Unstoppable: The Emerging Left-Right Alliance to Dismantle the Corporate State
- First edition
- Author: Ralph Nader
- Language: English
- Publisher: Nation Books
- Publication date: 2014
- Publication place: United States
- Media type: Print (hardback & paperback)
- Pages: 224 pp
- ISBN: 9781568584546
- OCLC: 871186827
- Dewey Decimal: 322/.30973
- LC Class: JK467 .N34 2014

= Unstoppable (Nader book) =

Book by Ralph Nader

Unstoppable: The Emerging Left–Right Alliance to Dismantle the Corporate State is a non-fiction book by American consumer advocate and politician Ralph Nader, published in 2014 by Nation Books.
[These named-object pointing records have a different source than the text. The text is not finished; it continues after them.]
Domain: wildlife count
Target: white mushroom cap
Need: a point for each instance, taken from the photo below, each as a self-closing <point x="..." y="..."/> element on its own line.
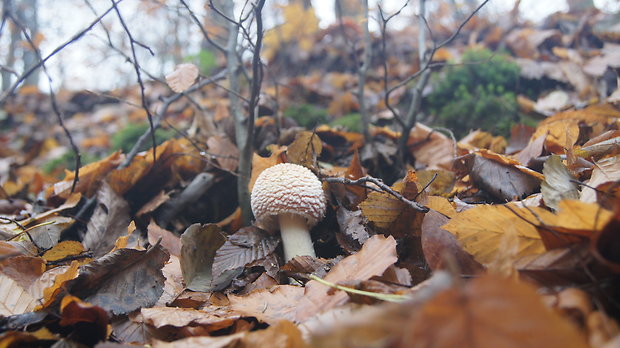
<point x="287" y="188"/>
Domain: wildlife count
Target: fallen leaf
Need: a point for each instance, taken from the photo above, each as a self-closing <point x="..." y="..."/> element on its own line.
<point x="245" y="246"/>
<point x="169" y="240"/>
<point x="182" y="77"/>
<point x="559" y="183"/>
<point x="471" y="315"/>
<point x="305" y="149"/>
<point x="377" y="254"/>
<point x="180" y="317"/>
<point x="224" y="152"/>
<point x="439" y="244"/>
<point x="121" y="281"/>
<point x="108" y="222"/>
<point x="199" y="245"/>
<point x="14" y="299"/>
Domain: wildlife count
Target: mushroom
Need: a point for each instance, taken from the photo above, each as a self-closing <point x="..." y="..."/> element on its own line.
<point x="291" y="196"/>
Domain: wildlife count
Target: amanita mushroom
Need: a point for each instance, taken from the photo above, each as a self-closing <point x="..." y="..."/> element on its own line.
<point x="291" y="196"/>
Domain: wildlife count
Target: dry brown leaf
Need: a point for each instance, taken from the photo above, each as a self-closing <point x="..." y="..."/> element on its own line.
<point x="180" y="317"/>
<point x="64" y="249"/>
<point x="269" y="305"/>
<point x="14" y="299"/>
<point x="169" y="240"/>
<point x="480" y="230"/>
<point x="377" y="254"/>
<point x="182" y="77"/>
<point x="471" y="315"/>
<point x="224" y="152"/>
<point x="439" y="244"/>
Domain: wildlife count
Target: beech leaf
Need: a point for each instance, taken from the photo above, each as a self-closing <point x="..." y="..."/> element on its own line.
<point x="557" y="184"/>
<point x="199" y="245"/>
<point x="245" y="246"/>
<point x="108" y="222"/>
<point x="122" y="281"/>
<point x="182" y="77"/>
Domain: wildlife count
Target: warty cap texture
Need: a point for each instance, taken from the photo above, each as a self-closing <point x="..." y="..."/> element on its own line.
<point x="287" y="188"/>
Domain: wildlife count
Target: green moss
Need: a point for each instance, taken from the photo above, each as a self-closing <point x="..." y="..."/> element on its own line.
<point x="481" y="93"/>
<point x="307" y="115"/>
<point x="352" y="122"/>
<point x="128" y="136"/>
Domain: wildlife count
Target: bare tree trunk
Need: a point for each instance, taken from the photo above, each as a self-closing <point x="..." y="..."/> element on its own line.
<point x="27" y="13"/>
<point x="362" y="72"/>
<point x="350" y="8"/>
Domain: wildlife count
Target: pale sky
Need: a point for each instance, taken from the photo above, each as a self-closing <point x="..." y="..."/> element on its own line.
<point x="83" y="64"/>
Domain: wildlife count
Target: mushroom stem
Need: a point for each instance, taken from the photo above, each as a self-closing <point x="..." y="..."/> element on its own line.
<point x="295" y="236"/>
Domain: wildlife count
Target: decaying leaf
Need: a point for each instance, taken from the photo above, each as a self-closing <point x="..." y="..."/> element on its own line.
<point x="108" y="222"/>
<point x="377" y="254"/>
<point x="305" y="149"/>
<point x="182" y="77"/>
<point x="14" y="299"/>
<point x="199" y="245"/>
<point x="480" y="230"/>
<point x="121" y="281"/>
<point x="245" y="246"/>
<point x="559" y="183"/>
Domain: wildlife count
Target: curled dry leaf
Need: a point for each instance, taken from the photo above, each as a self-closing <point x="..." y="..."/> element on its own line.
<point x="108" y="222"/>
<point x="121" y="281"/>
<point x="305" y="149"/>
<point x="182" y="77"/>
<point x="245" y="246"/>
<point x="559" y="183"/>
<point x="199" y="245"/>
<point x="480" y="230"/>
<point x="438" y="244"/>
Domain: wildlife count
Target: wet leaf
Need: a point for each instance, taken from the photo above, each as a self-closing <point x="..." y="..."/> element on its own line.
<point x="64" y="249"/>
<point x="169" y="240"/>
<point x="14" y="299"/>
<point x="439" y="244"/>
<point x="470" y="315"/>
<point x="108" y="222"/>
<point x="122" y="281"/>
<point x="504" y="181"/>
<point x="377" y="254"/>
<point x="224" y="152"/>
<point x="558" y="184"/>
<point x="480" y="231"/>
<point x="199" y="245"/>
<point x="305" y="149"/>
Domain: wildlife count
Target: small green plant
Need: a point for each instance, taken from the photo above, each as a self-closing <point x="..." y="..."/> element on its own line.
<point x="128" y="136"/>
<point x="67" y="161"/>
<point x="352" y="122"/>
<point x="307" y="115"/>
<point x="205" y="60"/>
<point x="480" y="93"/>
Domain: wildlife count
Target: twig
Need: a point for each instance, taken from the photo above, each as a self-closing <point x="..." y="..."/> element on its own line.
<point x="73" y="39"/>
<point x="415" y="205"/>
<point x="55" y="108"/>
<point x="136" y="65"/>
<point x="379" y="296"/>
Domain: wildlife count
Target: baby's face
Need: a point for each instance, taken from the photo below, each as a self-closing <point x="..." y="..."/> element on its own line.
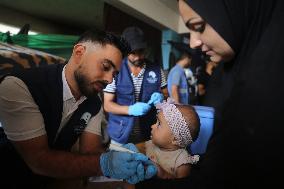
<point x="161" y="133"/>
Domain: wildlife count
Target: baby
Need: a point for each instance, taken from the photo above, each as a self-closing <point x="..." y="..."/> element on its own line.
<point x="177" y="127"/>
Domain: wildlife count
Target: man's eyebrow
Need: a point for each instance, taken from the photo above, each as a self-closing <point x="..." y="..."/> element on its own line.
<point x="111" y="63"/>
<point x="198" y="21"/>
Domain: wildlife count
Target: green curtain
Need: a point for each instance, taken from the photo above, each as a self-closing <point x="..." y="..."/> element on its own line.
<point x="60" y="45"/>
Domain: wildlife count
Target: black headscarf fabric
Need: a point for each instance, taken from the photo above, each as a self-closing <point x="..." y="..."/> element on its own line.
<point x="252" y="126"/>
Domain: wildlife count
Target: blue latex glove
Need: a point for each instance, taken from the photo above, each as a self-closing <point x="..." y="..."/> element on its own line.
<point x="138" y="109"/>
<point x="151" y="169"/>
<point x="123" y="165"/>
<point x="156" y="98"/>
<point x="145" y="169"/>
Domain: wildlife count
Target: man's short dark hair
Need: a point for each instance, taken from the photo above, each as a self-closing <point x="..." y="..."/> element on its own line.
<point x="103" y="38"/>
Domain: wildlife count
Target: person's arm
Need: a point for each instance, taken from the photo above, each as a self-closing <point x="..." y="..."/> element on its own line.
<point x="183" y="171"/>
<point x="175" y="93"/>
<point x="201" y="89"/>
<point x="164" y="88"/>
<point x="112" y="107"/>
Nader argues that there are many issues which progressives, libertarians and conservatives can agree on, such as opposition to "free trade" agreements, too much Wall Street influence in Washington, opposition to "corporate welfare", preservation of civil liberties, opposition to foreign military entanglements, etc., and that by working together they can defeat entrenched interest groups and achieve their desired policy outcomes.

According to a review Paul J. Nyden wrote in The Charleston Gazette,

Their agreements often center on our government's aggressive foreign interventions and wars, under both Republican and Democratic presidents, as well as the huge of amount of federal tax dollars spent to benefit a handful of large corporations and defense contractors.

A review in The Washington Post notes,

It's a backhanded compliment to Nader that the stampede of corporate lobbyists into Washington starting in the 1970s began as an effort to counter him.

Conservative writer and activist Grover Norquist has endorsed the book and concept, saying, "Right and left coalitions are areas of principle agreement, on perhaps procedure or even goals. Not a compromise where somebody walks in and gives up part of their soul in order to get something that moves — they think — slightly in the wrong direction, in the hope of doing something else." Reviews tended to focus on Nader's career and on describing the content of the book.

The book was the subject of interviews with Mr. Nader on C-SPAN, Democracy Now!, and The Tavis Smiley Show.

A community gathering based on the book was held in Washington, D.C.